空中風力発電は、一般的な風車とタワーによる風力発電では利用が難しい高高度の強い風を利用することができることから近年注目され、係留式の飛行船(風車を内蔵したもの等)などを利用した風力発電機等の研究も進められていますが、同校で研究開発が行われているのは、凧(カイト)を使って上空の風力を利用するもの。上空で風を受ける凧、地上等に設置した発電機、発電機と凧をつなぐロープで構成されるものです。つまり風による凧の牽引などによりロープの牽引張力を発生させ、張力を回転運動にすることで発電する「張力発電」となります。

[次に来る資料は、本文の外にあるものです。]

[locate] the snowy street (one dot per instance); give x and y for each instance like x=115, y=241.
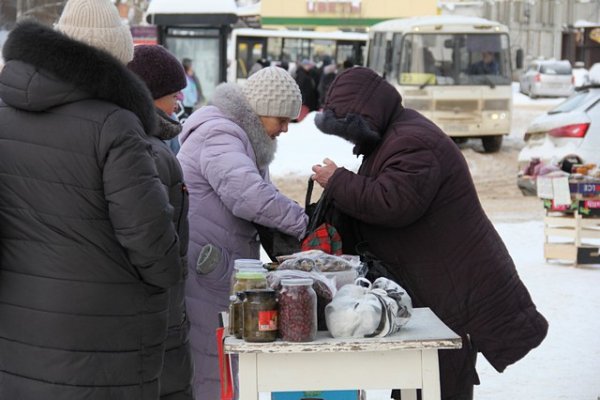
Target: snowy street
x=567, y=364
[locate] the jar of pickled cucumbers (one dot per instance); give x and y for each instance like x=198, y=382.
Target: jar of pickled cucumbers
x=260, y=315
x=248, y=274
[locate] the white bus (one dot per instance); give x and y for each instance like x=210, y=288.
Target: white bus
x=282, y=45
x=455, y=70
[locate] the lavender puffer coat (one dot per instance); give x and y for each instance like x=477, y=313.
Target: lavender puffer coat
x=225, y=154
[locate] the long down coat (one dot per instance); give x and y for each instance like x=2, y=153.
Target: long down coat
x=413, y=201
x=225, y=154
x=87, y=245
x=176, y=376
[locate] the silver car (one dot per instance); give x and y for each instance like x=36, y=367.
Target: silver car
x=549, y=78
x=569, y=133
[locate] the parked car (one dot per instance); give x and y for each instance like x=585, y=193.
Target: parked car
x=567, y=134
x=551, y=78
x=581, y=75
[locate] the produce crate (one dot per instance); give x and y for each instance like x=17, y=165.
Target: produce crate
x=591, y=188
x=589, y=207
x=317, y=395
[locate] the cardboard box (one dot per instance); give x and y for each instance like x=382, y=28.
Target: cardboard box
x=585, y=188
x=317, y=395
x=565, y=208
x=589, y=207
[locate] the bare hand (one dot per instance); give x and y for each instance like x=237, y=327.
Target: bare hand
x=322, y=173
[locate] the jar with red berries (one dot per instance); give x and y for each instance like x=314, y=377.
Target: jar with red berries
x=297, y=310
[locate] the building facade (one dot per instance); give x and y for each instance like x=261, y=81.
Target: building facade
x=355, y=15
x=541, y=28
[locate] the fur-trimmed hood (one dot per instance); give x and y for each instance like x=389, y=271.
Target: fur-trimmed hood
x=231, y=102
x=360, y=107
x=45, y=68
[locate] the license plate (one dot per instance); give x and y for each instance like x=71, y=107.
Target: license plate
x=456, y=128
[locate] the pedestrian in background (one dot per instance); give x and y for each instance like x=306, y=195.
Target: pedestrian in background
x=87, y=247
x=308, y=87
x=192, y=93
x=414, y=207
x=226, y=149
x=165, y=77
x=327, y=77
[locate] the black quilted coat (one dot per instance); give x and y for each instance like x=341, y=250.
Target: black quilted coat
x=413, y=201
x=87, y=245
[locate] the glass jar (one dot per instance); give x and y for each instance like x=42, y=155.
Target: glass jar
x=260, y=315
x=248, y=275
x=297, y=310
x=236, y=315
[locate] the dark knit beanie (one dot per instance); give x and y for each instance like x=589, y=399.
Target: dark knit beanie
x=161, y=70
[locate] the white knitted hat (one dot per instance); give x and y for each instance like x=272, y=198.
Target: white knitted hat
x=272, y=92
x=98, y=24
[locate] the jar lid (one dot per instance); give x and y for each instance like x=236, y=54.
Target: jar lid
x=250, y=274
x=259, y=292
x=247, y=263
x=297, y=282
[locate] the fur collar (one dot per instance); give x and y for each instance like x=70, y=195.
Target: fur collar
x=230, y=100
x=86, y=68
x=354, y=128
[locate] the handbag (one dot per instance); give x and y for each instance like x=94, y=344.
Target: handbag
x=321, y=234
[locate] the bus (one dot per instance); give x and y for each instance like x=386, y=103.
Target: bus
x=455, y=70
x=248, y=45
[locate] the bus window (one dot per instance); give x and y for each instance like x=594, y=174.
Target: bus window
x=454, y=59
x=248, y=52
x=377, y=53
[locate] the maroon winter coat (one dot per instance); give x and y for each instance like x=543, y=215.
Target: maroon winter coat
x=414, y=202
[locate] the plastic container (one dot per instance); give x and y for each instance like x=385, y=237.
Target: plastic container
x=260, y=315
x=236, y=315
x=248, y=274
x=297, y=310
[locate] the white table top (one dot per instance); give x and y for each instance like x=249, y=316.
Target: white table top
x=423, y=331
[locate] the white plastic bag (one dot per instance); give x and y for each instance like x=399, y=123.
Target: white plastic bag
x=377, y=310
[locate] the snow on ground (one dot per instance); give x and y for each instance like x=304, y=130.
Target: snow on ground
x=567, y=363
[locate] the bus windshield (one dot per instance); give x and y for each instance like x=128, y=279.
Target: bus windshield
x=286, y=46
x=452, y=59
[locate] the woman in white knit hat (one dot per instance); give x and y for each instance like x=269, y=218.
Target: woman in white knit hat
x=87, y=246
x=226, y=149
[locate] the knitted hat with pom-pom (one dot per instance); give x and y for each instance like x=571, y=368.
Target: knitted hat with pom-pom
x=272, y=92
x=98, y=24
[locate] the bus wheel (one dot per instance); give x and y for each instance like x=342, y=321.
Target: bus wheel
x=492, y=144
x=460, y=140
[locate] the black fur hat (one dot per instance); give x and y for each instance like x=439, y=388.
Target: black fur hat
x=161, y=70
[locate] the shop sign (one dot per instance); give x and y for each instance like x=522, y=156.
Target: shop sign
x=595, y=35
x=333, y=6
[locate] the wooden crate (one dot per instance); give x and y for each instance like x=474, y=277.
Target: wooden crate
x=576, y=231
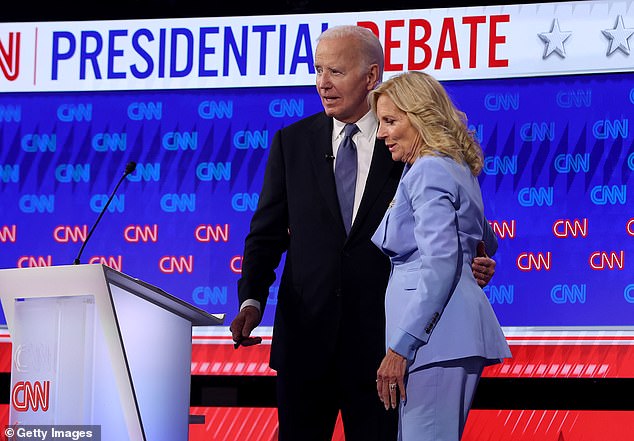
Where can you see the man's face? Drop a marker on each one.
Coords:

一般的な風車による発電では60%程の発電効率となりますが、空中風力発電ではそれ以上の発電効率が望めると言います。
この方式では各国の研究者やベンチャー企業等が「高効率な上空の凧の軌道」や「飛行制御装置」に注目する一方、発電装置は国内での研究報告例が少なく、実用を想定した発電装置そのものに関してその例が極端に少ないのが実情だと言います。「これまで、空中風力発電地上発電装置の研究開発を実施した経験を踏まえ、張力式発電の発電装置を設計開発に注力することとしました」と遠藤氏は研究開発の経緯を説明し、「従来の地上機研究は電動ウィンチの逆回転による発電方法を主に採用してきましたが、これにはエネルギーロスや電気的損失といった限界がありました。そこで私たちは新たなアプローチを導入しました」と語ります。
凧を使用して電動車両を帆走させ回生エネルギーを回収
地上機の研究開発では、瞬間効率80%を超えることもありましたが、80%達成時には巻き取り―発電機・放出リールがいわゆるフルロック状態になるなどしたほか、広報イベント用自転車改造人力発電装置として使用した際には高出力すぎて破損するなどの課題があったとし、「凧を使用して電動車両を帆走させ回生エネルギーを回収すれば効率が良いのではないか?と移動体式発電装置と命名し、開発を始めました」と遠藤助教は言います。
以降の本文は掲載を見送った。